Why OpenTelemetry instrumentation needs both eBPF and SDKs

Fabian Stäber

Edwin Onattu

•

2025-12-18•13 min

As a vendor-neutral open standard, OpenTelemetry has become the default choice for application instrumentation. However, it’s important to remember that OpenTelemetry isn’t a single technology — it’s an ecosystem. Under the hood, it provides multiple options for instrumenting your applications.

In this blog post, we explore two instrumentation approaches: OpenTelemetry eBPF Instrumentation and runtime-specific OpenTelemetry SDKs, like the OpenTelemetry Java agent.

We’ll explore the benefits of each option, how eBPF instrumentation and SDK instrumentation complement each other, and why we recommend a hybrid model, combining eBPF for comprehensive baseline metrics and SDKs for deeper insights.

SDKs and eBPF: A quick overview

Before we get into the differences between SDKs and eBPF for instrumentation, and why it’s beneficial to use both, here’s a brief overview of each technology.

SDKs

Software Development Kits (SDKs) are runtime-specific instrumentation tools provided by the OpenTelemetry community. SDKs provide auto-instrumentation features, like the OpenTelemetry Java agent, as well as APIs for manual instrumentation. The details of an SDK vary by programming language.

eBPF

Extended Berkeley Packet Filter (eBPF) is a feature of the Linux kernel for auto-instrumenting applications. It’s used by OpenTelemetry eBPF Instrumentation (OBI) and by Grafana Beyla, the open source eBPF-based, zero-code instrumentation tool.

Earlier this year, Grafana Labs donated Beyla to OpenTelemetry, under the OBI project name. As part of the donation, we also announced that Beyla will continue to exist as Grafana Labs’ distribution of the upstream OBI project.

The benefits of using eBPF and SDKs in parallel

Modern observability demands both breadth and depth, and no single instrumentation technique delivers it all. This is why our recommendation is a hybrid approach where you instrument backend services with eBPF and SDKs at the same time. This might sound counterintuitive at first, because the initial impulse is to avoid duplicate instrumentation. However, eBPF and SDKs are not alternatives to each other; they complement each other.

In their ObservabiltyCON 2025 presentation "Deploying OpenTelemetry with Grafana Cloud," Ted Young, Developer Programs Director at Grafana Labs and a co-founder of the OpenTelemetry project, and Edwin Onattu, Staff Product Manager at Grafana Labs, introduced the "Hierarchy of Observability Needs.” This hierarchy starts with infrastructure visibility at the bottom and leads up to custom metrics at the top.

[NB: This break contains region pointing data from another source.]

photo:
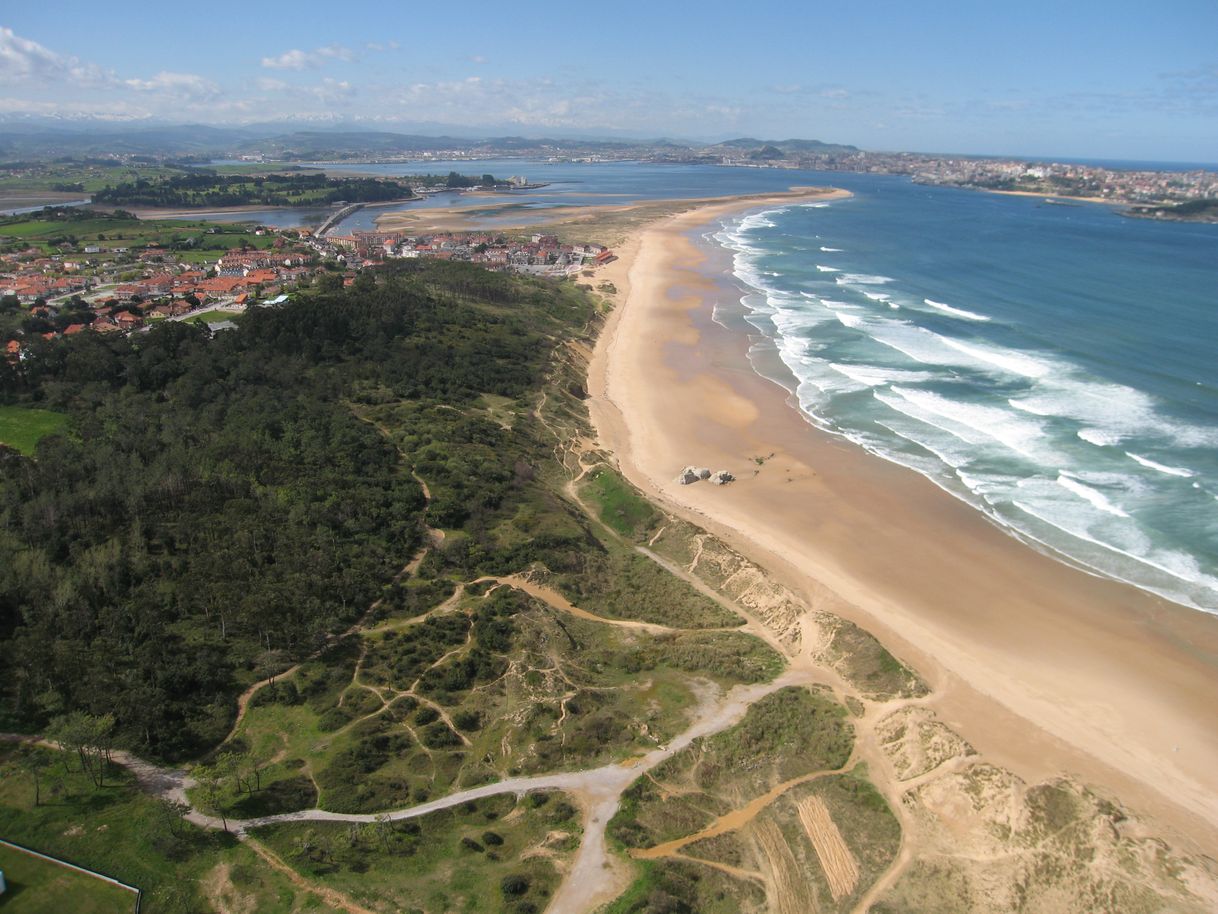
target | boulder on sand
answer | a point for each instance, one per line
(688, 475)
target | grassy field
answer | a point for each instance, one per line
(362, 730)
(193, 239)
(487, 856)
(37, 886)
(24, 428)
(89, 178)
(118, 831)
(619, 505)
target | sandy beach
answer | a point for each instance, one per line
(1045, 669)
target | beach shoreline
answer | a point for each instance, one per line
(1044, 668)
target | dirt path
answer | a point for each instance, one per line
(733, 820)
(557, 601)
(327, 895)
(841, 868)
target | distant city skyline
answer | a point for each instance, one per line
(1034, 79)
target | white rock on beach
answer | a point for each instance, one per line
(688, 475)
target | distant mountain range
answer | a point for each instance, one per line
(45, 138)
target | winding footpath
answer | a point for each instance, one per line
(596, 876)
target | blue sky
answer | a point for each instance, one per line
(1112, 79)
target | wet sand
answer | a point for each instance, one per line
(1044, 668)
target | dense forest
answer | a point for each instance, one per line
(205, 189)
(218, 507)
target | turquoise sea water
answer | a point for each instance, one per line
(1054, 366)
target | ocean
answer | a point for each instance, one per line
(1056, 367)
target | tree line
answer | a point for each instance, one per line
(217, 501)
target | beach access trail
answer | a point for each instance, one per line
(1044, 668)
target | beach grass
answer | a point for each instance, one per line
(38, 886)
(619, 505)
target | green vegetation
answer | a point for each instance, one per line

Orange four-layer pyramid: bottom Infrastructure Visibility, Baseline Service Visibility, Deep Transaction Insights, top Custom Logic.

The instrumentation strategy presented in this post covers the top three layers: baseline service visibility, deep transaction insights, and custom logic. In the next sections, we’ll explain why we recommend eBPF for baseline service visibility, but recommend SDKs for deep transaction insights and custom logic.

Four reasons for choosing eBPF for comprehensive baseline metrics

At the foundational layer of an observability strategy, every system needs a dependable set of comprehensive baseline metrics. These are the universal signals that provide unified insights into service health and behavior at a fundamental level — and this is where eBPF-based instrumentation shines. Even when runtime-specific SDKs are available, relying on eBPF for this baseline offers clear advantages.

Here are four reasons why.

1. eBPF instrumentation is a platform feature

While SDK instrumentation is an application feature, eBPF instrumentation is a platform feature designed to be rolled out to all cluster nodes, such as a DaemonSet on Kubernetes. That way, it provides universal comprehensive baseline metrics for all applications installed on the cluster.

As eBPF operates on a network layer and not on the application layer, request rates, error rates, latencies, and service graphs become universally available independent of the programming language or runtime, and independent of how applications are deployed. This includes applications where no SDK is available, like legacy Java applications older than Java 8, or legacy Python applications older than Python 3.9.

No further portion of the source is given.